Gemäß § 8a Abs. 1 VwGVG ist Verfahrenshilfe einer Partei zu gewähren, soweit dies auf Grund des Art. 6 Abs. 1 EMRK oder des Art. 47 der Charta der Grundrechte der Europäischen Union, ABl. Nr. C 83 vom 30.03.2010 S. 389, geboten ist. Durch den Verweis auf Art. 6 Abs. 1 EMRK und Art. 47 GRC ist sichergestellt, dass die Verfahrenshilfe im verwaltungsgerichtlichen Verfahren den Anforderungen des Europäischen Menschenrechtsschutzes entspricht (siehe auch VwGH v. 03.09.2015, Zl. Ro 2015/21/0032).
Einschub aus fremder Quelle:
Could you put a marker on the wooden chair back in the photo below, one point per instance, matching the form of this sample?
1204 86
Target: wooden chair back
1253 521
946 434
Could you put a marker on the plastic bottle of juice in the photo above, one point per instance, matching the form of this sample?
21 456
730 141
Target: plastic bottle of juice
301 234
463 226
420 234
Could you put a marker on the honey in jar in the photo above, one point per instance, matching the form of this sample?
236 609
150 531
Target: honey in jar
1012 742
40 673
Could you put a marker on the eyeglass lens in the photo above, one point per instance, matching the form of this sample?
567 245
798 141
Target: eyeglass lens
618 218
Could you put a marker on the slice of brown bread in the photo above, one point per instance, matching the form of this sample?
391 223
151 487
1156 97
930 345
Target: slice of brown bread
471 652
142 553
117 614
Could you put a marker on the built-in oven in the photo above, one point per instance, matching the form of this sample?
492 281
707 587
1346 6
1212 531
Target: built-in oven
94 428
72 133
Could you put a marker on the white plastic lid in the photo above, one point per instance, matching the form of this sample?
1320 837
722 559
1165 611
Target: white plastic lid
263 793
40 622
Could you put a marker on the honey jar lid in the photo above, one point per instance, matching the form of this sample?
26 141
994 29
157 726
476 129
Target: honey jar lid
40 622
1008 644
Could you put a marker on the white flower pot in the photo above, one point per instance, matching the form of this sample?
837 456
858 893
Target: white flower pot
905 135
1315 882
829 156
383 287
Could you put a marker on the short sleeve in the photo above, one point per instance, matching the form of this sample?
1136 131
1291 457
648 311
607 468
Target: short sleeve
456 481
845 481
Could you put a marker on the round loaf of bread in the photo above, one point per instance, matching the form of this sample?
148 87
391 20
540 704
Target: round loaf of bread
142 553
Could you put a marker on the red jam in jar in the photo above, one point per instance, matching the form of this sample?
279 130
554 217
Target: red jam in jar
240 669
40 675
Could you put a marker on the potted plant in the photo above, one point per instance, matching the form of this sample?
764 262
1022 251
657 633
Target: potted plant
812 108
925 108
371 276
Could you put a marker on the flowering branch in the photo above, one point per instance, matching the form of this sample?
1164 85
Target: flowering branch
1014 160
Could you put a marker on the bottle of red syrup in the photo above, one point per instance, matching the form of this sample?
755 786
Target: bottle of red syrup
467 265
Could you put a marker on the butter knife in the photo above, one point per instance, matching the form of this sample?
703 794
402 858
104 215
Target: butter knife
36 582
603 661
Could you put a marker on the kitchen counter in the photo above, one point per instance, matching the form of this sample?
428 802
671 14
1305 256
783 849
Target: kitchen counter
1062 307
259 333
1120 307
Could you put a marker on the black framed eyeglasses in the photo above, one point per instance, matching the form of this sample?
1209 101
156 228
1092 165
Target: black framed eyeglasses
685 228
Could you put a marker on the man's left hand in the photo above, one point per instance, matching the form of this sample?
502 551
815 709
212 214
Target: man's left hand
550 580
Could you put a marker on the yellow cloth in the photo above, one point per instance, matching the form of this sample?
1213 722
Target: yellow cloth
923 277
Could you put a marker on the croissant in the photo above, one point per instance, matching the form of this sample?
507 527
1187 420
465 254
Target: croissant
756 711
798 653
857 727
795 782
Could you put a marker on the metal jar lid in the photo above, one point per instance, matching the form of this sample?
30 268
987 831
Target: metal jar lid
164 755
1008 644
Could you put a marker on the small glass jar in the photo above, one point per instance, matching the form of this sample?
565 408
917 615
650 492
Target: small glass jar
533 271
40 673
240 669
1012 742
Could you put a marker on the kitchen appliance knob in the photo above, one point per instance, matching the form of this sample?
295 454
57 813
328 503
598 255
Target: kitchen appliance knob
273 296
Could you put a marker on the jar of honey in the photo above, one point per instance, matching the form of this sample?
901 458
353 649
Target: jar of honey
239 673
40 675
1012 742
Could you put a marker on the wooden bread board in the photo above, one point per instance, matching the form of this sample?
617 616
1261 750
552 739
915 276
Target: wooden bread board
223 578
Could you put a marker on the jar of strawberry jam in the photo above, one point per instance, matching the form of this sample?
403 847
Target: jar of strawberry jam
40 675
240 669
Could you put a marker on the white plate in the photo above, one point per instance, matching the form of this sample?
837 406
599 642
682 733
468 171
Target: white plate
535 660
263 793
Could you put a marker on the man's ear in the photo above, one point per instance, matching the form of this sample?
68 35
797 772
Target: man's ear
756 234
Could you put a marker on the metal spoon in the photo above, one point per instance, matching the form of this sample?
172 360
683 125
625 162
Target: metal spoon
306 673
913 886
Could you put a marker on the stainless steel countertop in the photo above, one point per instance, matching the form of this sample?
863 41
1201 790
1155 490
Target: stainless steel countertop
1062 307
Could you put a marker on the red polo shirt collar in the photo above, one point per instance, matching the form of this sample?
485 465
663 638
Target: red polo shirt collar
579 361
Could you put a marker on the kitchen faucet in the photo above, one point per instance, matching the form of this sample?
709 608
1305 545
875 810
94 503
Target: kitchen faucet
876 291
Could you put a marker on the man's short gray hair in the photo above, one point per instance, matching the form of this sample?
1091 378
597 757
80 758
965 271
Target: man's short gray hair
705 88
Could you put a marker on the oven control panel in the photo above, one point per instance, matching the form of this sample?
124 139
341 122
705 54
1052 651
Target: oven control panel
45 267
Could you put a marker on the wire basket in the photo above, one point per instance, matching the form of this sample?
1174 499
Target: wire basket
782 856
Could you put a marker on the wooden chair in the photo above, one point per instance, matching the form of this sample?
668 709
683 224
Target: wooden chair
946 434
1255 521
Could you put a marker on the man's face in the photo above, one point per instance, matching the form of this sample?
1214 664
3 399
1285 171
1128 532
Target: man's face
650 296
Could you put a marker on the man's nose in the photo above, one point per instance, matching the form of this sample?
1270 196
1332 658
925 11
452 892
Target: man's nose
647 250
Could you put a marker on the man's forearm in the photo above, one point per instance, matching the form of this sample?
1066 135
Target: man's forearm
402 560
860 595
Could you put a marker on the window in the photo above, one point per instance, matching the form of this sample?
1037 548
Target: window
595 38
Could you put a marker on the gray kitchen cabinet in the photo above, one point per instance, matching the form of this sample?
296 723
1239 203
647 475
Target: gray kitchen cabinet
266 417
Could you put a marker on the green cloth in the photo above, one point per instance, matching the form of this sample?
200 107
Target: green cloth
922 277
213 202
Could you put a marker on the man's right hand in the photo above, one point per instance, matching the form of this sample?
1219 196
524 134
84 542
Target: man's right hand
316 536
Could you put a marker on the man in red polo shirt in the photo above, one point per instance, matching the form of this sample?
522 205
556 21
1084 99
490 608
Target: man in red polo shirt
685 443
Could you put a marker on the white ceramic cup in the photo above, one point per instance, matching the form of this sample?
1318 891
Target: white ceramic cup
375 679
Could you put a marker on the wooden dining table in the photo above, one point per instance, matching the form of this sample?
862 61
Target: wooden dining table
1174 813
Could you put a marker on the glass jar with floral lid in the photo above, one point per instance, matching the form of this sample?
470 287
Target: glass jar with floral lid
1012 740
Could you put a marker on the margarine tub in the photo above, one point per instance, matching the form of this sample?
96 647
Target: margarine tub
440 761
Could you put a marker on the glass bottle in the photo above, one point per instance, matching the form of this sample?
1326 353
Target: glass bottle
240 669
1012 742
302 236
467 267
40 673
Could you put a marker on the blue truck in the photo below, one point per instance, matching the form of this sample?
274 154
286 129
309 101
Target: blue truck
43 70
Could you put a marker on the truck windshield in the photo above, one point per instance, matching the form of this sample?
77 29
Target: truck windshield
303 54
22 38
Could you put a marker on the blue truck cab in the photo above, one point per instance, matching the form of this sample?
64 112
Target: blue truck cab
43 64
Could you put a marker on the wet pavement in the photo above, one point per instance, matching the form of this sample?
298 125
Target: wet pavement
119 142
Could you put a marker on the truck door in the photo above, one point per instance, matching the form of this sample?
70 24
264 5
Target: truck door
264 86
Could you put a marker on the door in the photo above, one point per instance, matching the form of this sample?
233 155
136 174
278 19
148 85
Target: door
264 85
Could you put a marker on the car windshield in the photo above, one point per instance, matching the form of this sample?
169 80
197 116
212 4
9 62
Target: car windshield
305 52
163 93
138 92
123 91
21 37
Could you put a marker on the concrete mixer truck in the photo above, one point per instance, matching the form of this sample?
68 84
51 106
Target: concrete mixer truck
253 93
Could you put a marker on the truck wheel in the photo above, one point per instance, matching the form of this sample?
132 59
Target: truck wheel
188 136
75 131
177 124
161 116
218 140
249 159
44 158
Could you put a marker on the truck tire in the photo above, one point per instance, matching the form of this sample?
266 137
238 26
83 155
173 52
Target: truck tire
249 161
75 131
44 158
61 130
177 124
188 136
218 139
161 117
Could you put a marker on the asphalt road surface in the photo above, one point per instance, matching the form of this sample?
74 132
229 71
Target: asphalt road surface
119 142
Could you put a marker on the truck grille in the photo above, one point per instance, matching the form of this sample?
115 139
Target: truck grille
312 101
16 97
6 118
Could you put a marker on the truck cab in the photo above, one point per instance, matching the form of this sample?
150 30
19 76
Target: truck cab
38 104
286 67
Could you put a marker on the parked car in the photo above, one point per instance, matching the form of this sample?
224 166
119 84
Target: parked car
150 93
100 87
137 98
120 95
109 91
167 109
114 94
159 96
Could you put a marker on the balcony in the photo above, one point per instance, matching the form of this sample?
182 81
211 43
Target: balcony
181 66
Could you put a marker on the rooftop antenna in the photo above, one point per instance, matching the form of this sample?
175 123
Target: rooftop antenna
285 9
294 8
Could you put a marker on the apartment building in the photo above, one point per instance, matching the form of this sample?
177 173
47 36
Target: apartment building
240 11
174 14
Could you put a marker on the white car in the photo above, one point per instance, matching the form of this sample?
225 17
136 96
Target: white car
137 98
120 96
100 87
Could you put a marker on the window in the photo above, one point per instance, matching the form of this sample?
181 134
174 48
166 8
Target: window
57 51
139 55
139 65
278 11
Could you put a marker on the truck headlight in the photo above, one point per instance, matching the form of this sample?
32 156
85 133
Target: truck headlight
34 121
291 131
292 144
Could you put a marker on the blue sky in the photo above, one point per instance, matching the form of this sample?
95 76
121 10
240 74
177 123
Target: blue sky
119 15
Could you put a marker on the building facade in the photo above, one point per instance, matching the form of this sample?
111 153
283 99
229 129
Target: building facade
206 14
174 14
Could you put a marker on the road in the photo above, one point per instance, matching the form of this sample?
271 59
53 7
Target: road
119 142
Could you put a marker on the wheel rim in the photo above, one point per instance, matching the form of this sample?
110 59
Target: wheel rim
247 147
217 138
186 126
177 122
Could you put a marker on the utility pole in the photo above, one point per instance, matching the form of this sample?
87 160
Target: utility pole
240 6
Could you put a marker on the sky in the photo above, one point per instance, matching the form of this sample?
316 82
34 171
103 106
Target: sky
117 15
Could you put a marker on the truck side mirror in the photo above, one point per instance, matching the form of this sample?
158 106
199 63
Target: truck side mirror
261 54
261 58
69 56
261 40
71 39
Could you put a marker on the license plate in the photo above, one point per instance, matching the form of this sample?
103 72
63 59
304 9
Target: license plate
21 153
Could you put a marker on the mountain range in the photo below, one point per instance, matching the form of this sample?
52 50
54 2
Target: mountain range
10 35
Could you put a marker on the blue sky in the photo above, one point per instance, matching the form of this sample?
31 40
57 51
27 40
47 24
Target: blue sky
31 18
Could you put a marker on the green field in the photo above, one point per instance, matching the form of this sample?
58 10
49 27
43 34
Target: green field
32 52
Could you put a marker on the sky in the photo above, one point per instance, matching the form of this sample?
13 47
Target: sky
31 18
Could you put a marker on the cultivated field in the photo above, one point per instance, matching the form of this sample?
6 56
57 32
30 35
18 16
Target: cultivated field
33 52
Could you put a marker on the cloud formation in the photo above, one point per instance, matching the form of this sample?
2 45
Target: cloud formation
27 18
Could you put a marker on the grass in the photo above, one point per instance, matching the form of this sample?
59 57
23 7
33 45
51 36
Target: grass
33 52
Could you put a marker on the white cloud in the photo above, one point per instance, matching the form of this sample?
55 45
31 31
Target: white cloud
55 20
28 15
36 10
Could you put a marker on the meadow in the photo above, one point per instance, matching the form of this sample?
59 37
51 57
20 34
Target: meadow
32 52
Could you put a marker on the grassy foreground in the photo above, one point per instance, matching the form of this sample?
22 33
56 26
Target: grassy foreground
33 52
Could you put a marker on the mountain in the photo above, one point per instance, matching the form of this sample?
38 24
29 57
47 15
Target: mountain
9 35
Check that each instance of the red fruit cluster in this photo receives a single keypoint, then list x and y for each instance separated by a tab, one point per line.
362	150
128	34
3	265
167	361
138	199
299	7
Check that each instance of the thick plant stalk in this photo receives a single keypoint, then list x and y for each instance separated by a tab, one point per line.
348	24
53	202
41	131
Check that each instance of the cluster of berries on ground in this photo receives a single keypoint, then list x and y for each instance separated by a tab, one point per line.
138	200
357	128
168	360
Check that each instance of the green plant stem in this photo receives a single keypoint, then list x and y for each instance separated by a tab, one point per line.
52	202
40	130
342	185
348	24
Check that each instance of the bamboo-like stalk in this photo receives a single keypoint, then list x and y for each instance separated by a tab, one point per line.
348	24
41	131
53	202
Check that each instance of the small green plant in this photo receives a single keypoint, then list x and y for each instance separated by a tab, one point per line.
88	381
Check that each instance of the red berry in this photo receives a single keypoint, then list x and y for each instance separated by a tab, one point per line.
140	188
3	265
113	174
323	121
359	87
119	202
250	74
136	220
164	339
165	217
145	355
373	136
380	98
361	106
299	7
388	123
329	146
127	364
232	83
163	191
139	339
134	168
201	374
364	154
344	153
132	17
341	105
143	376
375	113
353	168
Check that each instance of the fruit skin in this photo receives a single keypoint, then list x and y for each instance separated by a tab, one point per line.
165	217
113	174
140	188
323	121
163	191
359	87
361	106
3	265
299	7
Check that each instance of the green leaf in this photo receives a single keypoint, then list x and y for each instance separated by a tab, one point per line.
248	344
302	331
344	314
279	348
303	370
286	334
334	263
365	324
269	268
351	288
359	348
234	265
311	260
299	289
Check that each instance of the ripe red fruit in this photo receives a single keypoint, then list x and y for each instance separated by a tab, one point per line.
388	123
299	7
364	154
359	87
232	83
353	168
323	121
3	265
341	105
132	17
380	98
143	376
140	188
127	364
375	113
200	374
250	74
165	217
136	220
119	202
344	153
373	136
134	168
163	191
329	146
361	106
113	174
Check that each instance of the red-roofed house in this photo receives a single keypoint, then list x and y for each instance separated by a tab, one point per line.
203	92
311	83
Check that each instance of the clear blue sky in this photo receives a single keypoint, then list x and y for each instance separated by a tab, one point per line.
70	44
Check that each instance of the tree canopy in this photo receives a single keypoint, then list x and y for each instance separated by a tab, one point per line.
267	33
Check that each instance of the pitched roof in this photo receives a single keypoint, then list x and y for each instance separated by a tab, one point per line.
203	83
Nach der Rechtsprechung des Europäischen Gerichtshofes für Menschenrechte ist es nicht erforderlich, dass Verfahrenshilfe in allen erdenklichen Verfahren zu gewähren ist. Vielmehr bedarf es einer Prüfung im Einzelfall. Der Verfassungsgerichtshof hat in seinem Prüfungsbeschluss, der zur Aufhebung des § 40 VwGVG führte, die Judikatur des Europäischen Gerichtshofes für Menschenrechte dahingehend zusammengefasst, dass der "Zugang zu einem Gericht nicht bloß theoretisch und illusorisch, sondern effektiv gewährleistet sein müsse"; in jenen Fällen, in denen es "unentbehrlich sei, dass der Partei eines Verfahrens ein unentgeltlicher Verfahrenshelfer beigestellt werde," müsse ein solcher beigestellt werden. Für diese Beurteilung sind verschiedene Kriterien maßgeblich. Das sind zum einen Kriterien, die sich auf die Person der Parteien beziehen, nämlich ihre Vermögensverhältnisse oder ihre Fähigkeiten im Verkehr mit Behörden; zum anderen auch Kriterien, die in Zusammenhang mit der Rechtssache stehen, nämlich die Erfolgsaussichten, die Komplexität des Falles oder die Bedeutung der Angelegenheit für die Parteien (siehe 1255 der Beilagen XXV. GP - Regierungsvorlage - Erläuterungen zu § 8a VwGVG).

Schließlich ist „Verfahrenshilfe jedenfalls nur insoweit zu gewähren, als diese von der Partei zur Führung des Verfahrens vor dem Hintergrund der maßgeblichen Kriterien des Art. 6 EMRK bzw. des Art. 47 GRC tatsächlich benötigt wird. Auch aus § 63 Abs. 1 ZPO, der insoweit anzuwenden ist, ergibt sich, dass Verfahrenshilfe „zur Gänze oder zum Teil zu bewilligen“ ist. Das VwG hat somit einzelfallbezogen zu beurteilen, ob Verfahrenshilfe für das gesamte Beschwerdeverfahren oder nur für Teile desselben zu bewilligen ist und welche Begünstigungen dabei gewährt werden“ (vgl. Eder, Martschin, Schmid: Das Verfahrensrecht der Verwaltungsgerichte, 2. Auflage, K7 zu § 8aVwGVG).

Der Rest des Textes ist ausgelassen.